To the extent steps are required beyond peer-driven voluntary compliance, at least two external compliance options exist. The first would be to incorporate adherence to the protocols (in medically appropriate cases) into the medical staff credentialing criteria. Simply put, physicians with an unacceptable score would not be recredentialled. Given that such provisions need to be approved by the medical staff, such amendments to the bylaws, like any form of "economic credentialing," may be fiercely opposed by the staff. Thus, tying recredentialing decisions to pathway adherence will be politically challenging.

The second and easier option would be to create an incentive fund (the dollars for which would come, in part, from the payors' quality add-on payments) to be shared with eligible physicians whose clinical performance is responsible for the increased reimbursement. Structuring such a contractual arrangement must comply with Stark, antikickback, civil money penalty, and, for Section 501(c)(3) hospitals, exemption constraints which limit the sharing of net revenues with physicians. To the extent bond-financed space is involved, the contract also will need to comply with the term and termination provisions of Rev. Proc. 97-13.

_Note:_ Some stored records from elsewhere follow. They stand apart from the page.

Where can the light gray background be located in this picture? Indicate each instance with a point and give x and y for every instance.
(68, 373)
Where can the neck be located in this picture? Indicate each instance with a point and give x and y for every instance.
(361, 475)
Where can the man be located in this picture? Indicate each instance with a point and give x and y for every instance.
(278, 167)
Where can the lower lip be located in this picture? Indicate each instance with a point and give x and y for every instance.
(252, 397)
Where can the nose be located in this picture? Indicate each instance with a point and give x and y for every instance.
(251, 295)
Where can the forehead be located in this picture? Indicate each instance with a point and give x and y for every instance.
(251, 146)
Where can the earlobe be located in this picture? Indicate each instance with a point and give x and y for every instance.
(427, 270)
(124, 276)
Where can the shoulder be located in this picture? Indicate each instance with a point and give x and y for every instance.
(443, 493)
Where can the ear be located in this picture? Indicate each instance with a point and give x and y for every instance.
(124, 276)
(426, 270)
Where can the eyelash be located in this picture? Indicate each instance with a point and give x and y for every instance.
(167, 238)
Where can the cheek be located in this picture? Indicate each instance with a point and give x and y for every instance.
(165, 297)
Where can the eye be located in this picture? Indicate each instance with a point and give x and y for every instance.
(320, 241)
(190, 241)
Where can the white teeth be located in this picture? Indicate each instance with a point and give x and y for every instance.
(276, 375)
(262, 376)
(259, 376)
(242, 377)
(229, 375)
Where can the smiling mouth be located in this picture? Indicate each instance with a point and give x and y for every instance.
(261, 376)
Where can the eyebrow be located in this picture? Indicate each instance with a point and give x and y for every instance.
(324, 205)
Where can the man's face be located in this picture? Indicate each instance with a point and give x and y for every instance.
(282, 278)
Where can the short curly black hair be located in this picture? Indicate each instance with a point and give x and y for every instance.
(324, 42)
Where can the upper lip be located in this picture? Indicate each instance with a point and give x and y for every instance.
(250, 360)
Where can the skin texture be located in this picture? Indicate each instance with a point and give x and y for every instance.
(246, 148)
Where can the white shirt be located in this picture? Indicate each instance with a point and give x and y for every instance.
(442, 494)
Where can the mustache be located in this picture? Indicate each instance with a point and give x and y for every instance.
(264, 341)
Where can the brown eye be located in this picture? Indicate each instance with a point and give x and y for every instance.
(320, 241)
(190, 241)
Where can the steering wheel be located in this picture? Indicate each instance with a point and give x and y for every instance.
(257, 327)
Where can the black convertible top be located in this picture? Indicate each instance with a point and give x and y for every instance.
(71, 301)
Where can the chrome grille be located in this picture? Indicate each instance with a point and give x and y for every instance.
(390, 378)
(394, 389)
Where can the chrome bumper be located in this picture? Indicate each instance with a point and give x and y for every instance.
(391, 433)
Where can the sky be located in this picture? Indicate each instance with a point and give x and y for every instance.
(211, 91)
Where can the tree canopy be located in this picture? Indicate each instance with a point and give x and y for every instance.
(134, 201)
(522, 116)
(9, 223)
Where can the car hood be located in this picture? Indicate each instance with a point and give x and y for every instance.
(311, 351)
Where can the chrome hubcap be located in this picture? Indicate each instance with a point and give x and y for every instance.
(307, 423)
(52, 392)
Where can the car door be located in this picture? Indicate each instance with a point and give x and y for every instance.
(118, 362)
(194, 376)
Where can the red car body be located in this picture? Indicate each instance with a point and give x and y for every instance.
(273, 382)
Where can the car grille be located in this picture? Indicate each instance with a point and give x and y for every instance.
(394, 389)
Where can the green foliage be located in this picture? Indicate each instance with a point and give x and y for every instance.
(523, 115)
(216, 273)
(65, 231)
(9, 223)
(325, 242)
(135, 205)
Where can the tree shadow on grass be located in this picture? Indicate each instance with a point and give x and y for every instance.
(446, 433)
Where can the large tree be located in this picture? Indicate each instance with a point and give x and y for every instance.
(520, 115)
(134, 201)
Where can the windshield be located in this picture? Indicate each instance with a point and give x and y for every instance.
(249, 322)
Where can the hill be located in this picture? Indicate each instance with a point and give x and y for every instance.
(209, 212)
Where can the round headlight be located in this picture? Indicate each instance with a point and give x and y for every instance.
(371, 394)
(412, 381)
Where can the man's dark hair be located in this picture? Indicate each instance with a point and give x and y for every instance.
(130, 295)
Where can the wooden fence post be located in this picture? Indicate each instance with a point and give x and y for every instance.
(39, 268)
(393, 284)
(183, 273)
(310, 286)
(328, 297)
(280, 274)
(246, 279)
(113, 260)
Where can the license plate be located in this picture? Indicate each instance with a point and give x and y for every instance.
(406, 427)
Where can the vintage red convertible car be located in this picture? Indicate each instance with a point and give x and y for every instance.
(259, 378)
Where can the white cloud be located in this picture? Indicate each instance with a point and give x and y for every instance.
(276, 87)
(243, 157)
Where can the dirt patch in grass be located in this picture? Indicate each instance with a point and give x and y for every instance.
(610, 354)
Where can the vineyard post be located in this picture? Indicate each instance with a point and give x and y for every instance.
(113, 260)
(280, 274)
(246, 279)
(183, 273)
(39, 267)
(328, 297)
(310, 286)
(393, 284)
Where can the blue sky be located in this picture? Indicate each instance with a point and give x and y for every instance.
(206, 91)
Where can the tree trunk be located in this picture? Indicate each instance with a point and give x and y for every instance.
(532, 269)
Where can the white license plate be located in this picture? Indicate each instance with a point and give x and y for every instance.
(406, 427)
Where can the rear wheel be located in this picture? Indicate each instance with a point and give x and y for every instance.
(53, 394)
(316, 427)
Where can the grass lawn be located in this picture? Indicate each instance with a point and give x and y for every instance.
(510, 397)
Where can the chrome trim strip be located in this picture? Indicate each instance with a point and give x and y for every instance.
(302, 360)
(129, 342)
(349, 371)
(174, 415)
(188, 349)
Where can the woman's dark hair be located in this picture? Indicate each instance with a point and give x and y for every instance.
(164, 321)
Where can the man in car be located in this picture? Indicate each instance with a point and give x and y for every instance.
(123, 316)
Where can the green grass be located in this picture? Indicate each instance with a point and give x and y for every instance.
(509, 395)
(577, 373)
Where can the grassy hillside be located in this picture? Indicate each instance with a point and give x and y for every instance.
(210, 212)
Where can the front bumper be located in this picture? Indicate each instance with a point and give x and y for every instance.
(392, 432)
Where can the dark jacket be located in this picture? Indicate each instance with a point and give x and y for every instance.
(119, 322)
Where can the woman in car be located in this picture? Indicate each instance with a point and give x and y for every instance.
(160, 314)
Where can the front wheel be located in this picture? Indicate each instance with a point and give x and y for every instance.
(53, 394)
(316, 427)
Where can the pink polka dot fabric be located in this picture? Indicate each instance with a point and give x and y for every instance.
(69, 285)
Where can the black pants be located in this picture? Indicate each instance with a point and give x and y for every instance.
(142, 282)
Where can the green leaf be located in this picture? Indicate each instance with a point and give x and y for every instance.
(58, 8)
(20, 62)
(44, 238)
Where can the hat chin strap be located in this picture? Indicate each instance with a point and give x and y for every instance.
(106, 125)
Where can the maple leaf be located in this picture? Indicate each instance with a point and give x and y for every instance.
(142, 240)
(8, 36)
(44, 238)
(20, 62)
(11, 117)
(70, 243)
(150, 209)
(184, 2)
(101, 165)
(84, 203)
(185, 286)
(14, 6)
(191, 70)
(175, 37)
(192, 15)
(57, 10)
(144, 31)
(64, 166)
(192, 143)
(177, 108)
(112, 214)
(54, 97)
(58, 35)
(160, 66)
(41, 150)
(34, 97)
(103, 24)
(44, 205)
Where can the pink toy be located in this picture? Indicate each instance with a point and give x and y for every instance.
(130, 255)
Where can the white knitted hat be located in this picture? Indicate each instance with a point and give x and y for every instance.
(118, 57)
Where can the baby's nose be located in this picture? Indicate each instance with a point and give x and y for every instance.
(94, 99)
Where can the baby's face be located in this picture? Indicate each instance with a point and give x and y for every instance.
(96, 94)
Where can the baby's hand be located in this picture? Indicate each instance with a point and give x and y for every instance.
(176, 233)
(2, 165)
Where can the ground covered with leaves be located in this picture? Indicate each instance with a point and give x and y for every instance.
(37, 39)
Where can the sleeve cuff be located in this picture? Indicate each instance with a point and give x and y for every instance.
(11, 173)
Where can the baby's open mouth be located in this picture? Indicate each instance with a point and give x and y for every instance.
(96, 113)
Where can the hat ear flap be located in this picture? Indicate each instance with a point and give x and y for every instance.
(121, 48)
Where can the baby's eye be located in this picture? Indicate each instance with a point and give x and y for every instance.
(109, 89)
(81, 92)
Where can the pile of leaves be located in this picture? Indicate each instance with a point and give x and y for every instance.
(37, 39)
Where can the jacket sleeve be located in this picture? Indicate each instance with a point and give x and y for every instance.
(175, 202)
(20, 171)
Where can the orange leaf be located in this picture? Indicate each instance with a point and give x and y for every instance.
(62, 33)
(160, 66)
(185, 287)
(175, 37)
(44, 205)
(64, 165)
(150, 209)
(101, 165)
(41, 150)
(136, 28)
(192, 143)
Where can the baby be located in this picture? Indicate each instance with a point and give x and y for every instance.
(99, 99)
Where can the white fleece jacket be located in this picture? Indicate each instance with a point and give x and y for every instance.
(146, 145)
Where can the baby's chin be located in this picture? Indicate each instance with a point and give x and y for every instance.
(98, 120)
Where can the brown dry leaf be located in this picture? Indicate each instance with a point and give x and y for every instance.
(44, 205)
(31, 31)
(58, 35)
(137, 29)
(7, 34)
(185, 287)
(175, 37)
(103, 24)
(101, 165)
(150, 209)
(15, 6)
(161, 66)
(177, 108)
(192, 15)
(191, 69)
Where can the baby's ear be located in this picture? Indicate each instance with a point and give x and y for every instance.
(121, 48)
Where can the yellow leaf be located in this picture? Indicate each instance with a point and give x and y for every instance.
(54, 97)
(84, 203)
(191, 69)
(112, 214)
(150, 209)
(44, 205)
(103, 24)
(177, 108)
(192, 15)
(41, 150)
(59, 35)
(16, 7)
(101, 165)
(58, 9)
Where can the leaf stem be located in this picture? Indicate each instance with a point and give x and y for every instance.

One possible approach would be to amalgamate participating physicians into a legal entity and structure a contract with that group. Eligible Stark exceptions could include "professional services" and "indirect compensation" — the latter is especially appropriate in the case where the payment mechanism contemplates a fixed amount or fixed percentage compensation formula. Antikickback concerns should be minimal, as the requisite referral intent is absent. Indeed, in an analogous case challenging a federal demonstration gainsharing program, the court rejected the argument that the existence of the challenged program at one hospital would be an improper incentive to refer to that facility. See Robert Wood Johnson University Hospital, Inc. v. Thompson, Civ. No. 04-142 (D.N.J. Apr. 15, 2004). Civil money penalty (or gainsharing) concerns can be minimized also, given that the focus of the program will be on the improvement of clinical outcomes — not the reduction of services provided to patients. Finally, in order to ensure compliance with the inurement, private benefit, and intermediate sanctions provisions applicable to exempt hospitals, it will be critical to justify that the payment to the physician group is consistent with fair market value. This will require an outside expert to opine that the payment is reasonable, given the hospital's achievement of the quality measures justifying the extra payment.

Implementing an appropriate strategy to allow a hospital to participate fully in pay-for-performance programs is challenging and will require significant lead time. It is not too early to consider planning now.